21 November 2011

The Trip

It is surprising how much Rob Brydon and Steve Coogan's The Trip parallels The Canterbury Tales. A pilgrimage to the north of England, with an ostensible purpose to which its pilgrims become increasingly indifferent as the trip. Their thoughts are occupied with a competitive relationship between each other's identity, which at times is explicitly adversarial but as the trip drags on, becomes a cooperative endeavor through which the pilgrims confront their identities as Englishmen and as humans. Cultural artifacts which by now small stretch could be said to define the English nation, tongue, and artistic oeuvre, are observed reacting in sociological situ. The ultimate effect is somewhere between the demonstration of how cultural dialogue is enacted to make functional (or indeed, dysfunctional) human beings, and a thorough exploration of the means by which that cultural dialogue is constructed.
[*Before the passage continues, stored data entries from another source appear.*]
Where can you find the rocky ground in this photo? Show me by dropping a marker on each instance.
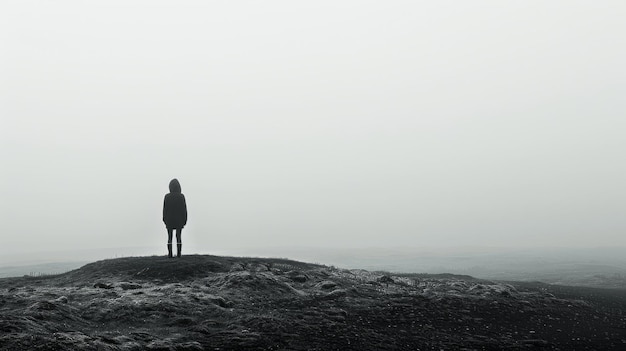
(229, 303)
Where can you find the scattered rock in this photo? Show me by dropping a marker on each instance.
(130, 286)
(326, 285)
(101, 285)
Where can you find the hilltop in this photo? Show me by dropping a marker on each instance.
(202, 302)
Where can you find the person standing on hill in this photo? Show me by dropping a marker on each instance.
(174, 215)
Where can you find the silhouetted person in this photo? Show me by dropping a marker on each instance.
(174, 215)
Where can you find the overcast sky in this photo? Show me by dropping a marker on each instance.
(313, 123)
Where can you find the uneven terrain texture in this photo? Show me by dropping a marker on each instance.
(228, 303)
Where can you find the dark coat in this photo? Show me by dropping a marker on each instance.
(174, 207)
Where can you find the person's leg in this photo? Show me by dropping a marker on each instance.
(169, 242)
(179, 243)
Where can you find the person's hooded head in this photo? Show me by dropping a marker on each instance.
(174, 186)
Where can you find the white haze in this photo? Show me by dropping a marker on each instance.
(313, 123)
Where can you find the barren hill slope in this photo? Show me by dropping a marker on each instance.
(228, 303)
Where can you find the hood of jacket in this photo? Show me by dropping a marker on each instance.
(174, 186)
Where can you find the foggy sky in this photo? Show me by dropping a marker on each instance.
(313, 123)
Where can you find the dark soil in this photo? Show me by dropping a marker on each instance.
(228, 303)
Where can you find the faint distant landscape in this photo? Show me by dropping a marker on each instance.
(593, 267)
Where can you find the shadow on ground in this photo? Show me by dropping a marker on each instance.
(229, 303)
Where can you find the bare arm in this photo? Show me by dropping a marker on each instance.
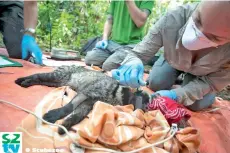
(30, 14)
(108, 28)
(138, 16)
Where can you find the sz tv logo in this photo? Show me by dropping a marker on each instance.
(11, 142)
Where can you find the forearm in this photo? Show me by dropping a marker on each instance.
(107, 28)
(138, 16)
(30, 14)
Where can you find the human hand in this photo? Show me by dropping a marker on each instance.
(102, 44)
(167, 93)
(29, 46)
(130, 74)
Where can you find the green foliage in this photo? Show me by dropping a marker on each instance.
(74, 22)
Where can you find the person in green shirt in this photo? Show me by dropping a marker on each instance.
(123, 29)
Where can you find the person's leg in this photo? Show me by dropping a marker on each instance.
(11, 25)
(162, 75)
(207, 100)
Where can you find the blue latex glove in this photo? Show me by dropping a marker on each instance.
(102, 44)
(130, 74)
(30, 47)
(168, 93)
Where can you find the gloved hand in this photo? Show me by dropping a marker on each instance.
(29, 46)
(130, 74)
(167, 93)
(102, 44)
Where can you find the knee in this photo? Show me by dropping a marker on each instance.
(207, 101)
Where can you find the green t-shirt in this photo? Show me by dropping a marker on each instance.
(124, 30)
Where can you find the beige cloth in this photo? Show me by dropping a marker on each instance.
(212, 70)
(116, 127)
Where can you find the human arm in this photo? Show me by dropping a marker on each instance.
(107, 27)
(106, 33)
(131, 71)
(138, 16)
(30, 14)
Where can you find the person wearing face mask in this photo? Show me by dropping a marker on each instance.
(196, 41)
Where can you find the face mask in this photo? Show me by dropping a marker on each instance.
(194, 39)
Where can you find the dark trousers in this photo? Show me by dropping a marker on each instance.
(11, 24)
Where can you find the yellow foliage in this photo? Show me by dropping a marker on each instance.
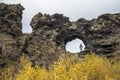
(70, 67)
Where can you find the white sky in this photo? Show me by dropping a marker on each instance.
(74, 9)
(74, 46)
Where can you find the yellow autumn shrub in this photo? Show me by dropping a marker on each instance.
(70, 68)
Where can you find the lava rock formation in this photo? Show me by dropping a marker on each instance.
(51, 33)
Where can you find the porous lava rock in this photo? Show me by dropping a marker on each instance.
(51, 33)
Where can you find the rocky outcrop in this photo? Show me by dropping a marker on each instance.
(10, 30)
(51, 33)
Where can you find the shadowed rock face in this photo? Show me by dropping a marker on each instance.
(51, 33)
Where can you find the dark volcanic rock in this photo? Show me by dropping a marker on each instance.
(51, 33)
(10, 30)
(10, 19)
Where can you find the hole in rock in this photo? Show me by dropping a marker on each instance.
(75, 46)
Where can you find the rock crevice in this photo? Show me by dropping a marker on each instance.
(51, 33)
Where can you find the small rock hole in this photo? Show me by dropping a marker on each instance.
(75, 46)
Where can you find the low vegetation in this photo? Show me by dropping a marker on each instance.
(68, 67)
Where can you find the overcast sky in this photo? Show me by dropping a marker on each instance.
(74, 9)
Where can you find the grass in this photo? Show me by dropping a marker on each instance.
(70, 67)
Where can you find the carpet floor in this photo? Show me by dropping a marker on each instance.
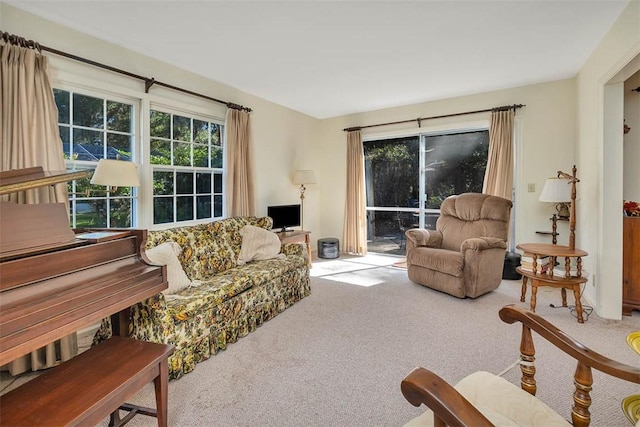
(337, 357)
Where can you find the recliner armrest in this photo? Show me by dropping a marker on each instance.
(423, 237)
(482, 243)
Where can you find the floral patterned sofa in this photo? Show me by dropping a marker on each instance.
(230, 301)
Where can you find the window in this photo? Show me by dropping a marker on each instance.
(187, 162)
(408, 178)
(94, 128)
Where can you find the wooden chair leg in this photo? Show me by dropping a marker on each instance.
(583, 381)
(161, 383)
(534, 294)
(527, 366)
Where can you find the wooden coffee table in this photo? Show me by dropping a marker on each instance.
(566, 281)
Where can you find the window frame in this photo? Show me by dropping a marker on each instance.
(86, 80)
(420, 134)
(74, 164)
(181, 111)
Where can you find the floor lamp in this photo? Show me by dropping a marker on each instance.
(301, 178)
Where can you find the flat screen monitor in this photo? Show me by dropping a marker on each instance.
(284, 216)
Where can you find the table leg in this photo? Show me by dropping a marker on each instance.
(576, 294)
(563, 292)
(307, 241)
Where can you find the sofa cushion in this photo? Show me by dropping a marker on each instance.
(208, 249)
(193, 241)
(503, 403)
(167, 254)
(258, 244)
(444, 261)
(228, 284)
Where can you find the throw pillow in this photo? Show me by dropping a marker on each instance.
(258, 244)
(167, 254)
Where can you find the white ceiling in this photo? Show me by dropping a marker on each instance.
(330, 58)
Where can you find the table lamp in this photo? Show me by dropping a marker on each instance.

The truly amazing comparison is, however, how raucously funny the English have found both of these works. While both of them certainly have their moments of deliberate and out of control hilarity, the tear shedding, side splitting humor to which English critics (of both these works) have claimed to find is not readily apparent to me as an American audience. I think it speaks volumes about the English character that these stories, tales of lonely, blanched people lost in a sprawling granite sea of a nation, desperately defending themselves from an alienation from their own identity as artists and a broader social fabric which removes more and more context for self-knowledge with each passing year, are considered humor of the frankest kind. It speaks to some deeper melancholy than American satirists could have ever dreamed, that sad, grey little men lost in a sad, grey little nation, forgetting more and more with each step where they came from and where they are going, causes the English to slap their knees and tap with unselfconscious ease into that cruel and poignant reserve of humor which powers such a tale.